Só assim a democracia se torna activa, o que é incompatível com a situação a que hoje assistimos em inúmeros países da Europa que se encontram em regime de protectorado, já que os cidadãos não são senhores dos destinos a que as suas políticas públicas conduzem, estão privados dos seus mais elementares direitos. É como estar liberdade, mas em regime de prisão preventiva. Os direitos, liberdades e garantias existem na Constituição, mas, na prática, as populações estão privadas do acesso ao emprego, os salários são-lhes confiscado, mesmo com decisões contrárias dos tribunais, a carga fiscal é draconiana e inconstitucional, etc.
Donde a necessidade de a democracia representativa ver complementados e corrigidos os seus ineficazes mecanismos por elementos de democracia semidirecta, com o fito de corrigir aqueles abusos que se interpuseram entre governantes e governados.

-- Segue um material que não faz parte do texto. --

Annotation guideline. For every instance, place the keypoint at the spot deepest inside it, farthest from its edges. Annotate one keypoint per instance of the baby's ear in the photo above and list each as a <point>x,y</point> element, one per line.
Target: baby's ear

A prática referendária, que visa assegurar que os cidadãos possam dar mais continuidade à democracia, a associação de grupos de pessoas a participar mais e melhor nos processos de tomada de decisão, e também os grupos de interesse e das corporações em geral, poderiam solicitar uma participação global mais intensa do público cujo resultado final seria uma melhoria das ideias e dos projectos políticos com vista ao aperfeiçoamento da máquina legislativa, ou seja, ter menos e melhores leis que permitissem uma mais eficaz governação. O conjunto destas mudanças, segundo Habermas, poderá ser a prova do empenhamento e de promoção de um modelo de políticas deliberativas que reforçaria as condições de governabilidade das sociedades contemporâneas.
Desta feita, convergiriam para um mesmo ponto de luz os princípios e os fundamentos da lógica democrática, a qual agora beneficia duma permanente vigilância das redes sociais suportadas pela internet, que permite intensificar o fluxo das opiniões e das propostas políticas que influenciam (ou podem influenciar) as decisões finais.
Talvez assim a democracia deliberativa possa valorizar as ineficientes democracias representativa e participativa e, ao mesmo tempo, vincular os cidadãos para um maior e mais responsável envolvimento nas escolhas colectivas.